Mind The Leadership Gap
I have spent the better part of fifteen years coaching senior leaders across various industries and cultures, and this truth keeps surfacing.
Far too many women underestimate the value of investing in their own leadership development.
Not because they lack ambition or capability but because they’ve been conditioned to wait for permission, budget approval, or “the right time” to take their next leap.
Meanwhile, many of the men they sit beside in boardrooms are not waiting. They’re not asking, nor are they hesitating. They’re levelling up constantly, widening the gap through coaching, networks, masterminds, executive programmes, and every professional advantage they can buy.
Let me caveat this by saying there is nuance to this imbalance. Some cultural and much very often shaped by the workplace you are in, but continue to walk with me, as I will get to that.
I believe strongly, women shouldn’t have to work twice as hard to be heard, seen, or promoted, but the reality is many still do, whether I believe strongly or not. In environments where bias, scrutiny, and expectation are already stacked against them, under-investing becomes a silent tax on their progression.
Here’s what I’ve observed over and over again
Women over-index on delivery and under-index on strategic visibility. Often occupied with keeping the machine running, they rarely give themselves or have others give them the space to step back and design their leadership trajectory with intention.
Too often, women are promoted on proof, while men are promoted on potential. So waiting to be “ready” delays their advancement, while others move ahead untested.
Too many women shoulder the emotional labour of teams, families, and life. That labour is admirable, but it often means the budget for development of time, money, and energy gets cut from their own lives first.
Ambition in men is celebrated while ambition in women is often policed. People who feel judged or are expected to fall into the stereotypes held by others. That tension leads too many to dim their light, shrink their aspirations, or keep their heads down.
The result?
Talented, formidable women get stuck on the treadmill of competence where they are excellent, reliable, admired, but not accelerating.
Whether that’s through coaching, workshops or more recently the leadership community I have developed, it has been harder to convince women in my network to invest in themselves. Without prejudice.
So what does investing in leadership actually mean?
Let’s be clear. It’s not about stacking up certificates, but rather it’s about building a power stack of strategic, relational, economic and narrative power.
Investment looks like:
• Executive coaching that sharpens decision-making and presence
• Communities where they aren’t the only woman in the room
• Strategic mentors and sponsors who open doors
• Programmes that teach influence, negotiation, and board-level thinking
• Owning power without imitating men
• Taking up space without apology
• And carving out time for deep reflection, not just delivery
It’s also about breaking the generational habit that not all, but way to many do, of putting others first.

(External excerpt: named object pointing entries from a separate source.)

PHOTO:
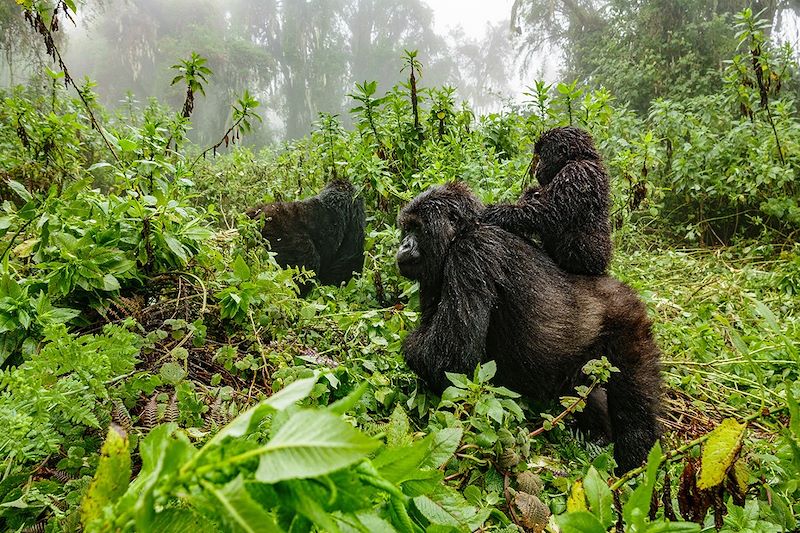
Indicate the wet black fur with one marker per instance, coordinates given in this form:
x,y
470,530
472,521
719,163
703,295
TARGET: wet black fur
x,y
569,211
324,233
488,294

When women invest in their leadership, it gives opportunities for industries to shift, organisations to improve, and teams to thrive. The ripple effect can be massive.
So, back to my caveat. Let me be clear, the onus is not only on women.
Mid to large organisations have been guilty for years of thinking representation and gender diversity is a hiring problem, not a development problem.
If organisations in the private or public sector want more women in senior roles, they need to:
fund their development
build intentional pipelines
redesign stretch assignments
stop penalising women for ambition
allow them to be co-creators in their development plans
and create environments where leadership is not synonymous with burnout
Leadership development shouldn’t be a rescue plan. It should be the default.
To the men, in power or not, who know of women who are holding back on investing in themselves. Create dialogue. Give them a nudge.
To the women who are reading this, please invest in your leadership like your career depends on it, because in many ways, it does. Don’t wait to be tapped. Don’t wait to be validated. Don’t wait for someone else to sign off on your growth.
Men who aren’t even half as talented as you aren’t waiting.
So neither should you.
And if when you do make that investment, you don’t just elevate your career, you elevate the culture around you, and you give permission for a generation around you and coming up behind you to invest in themselves too.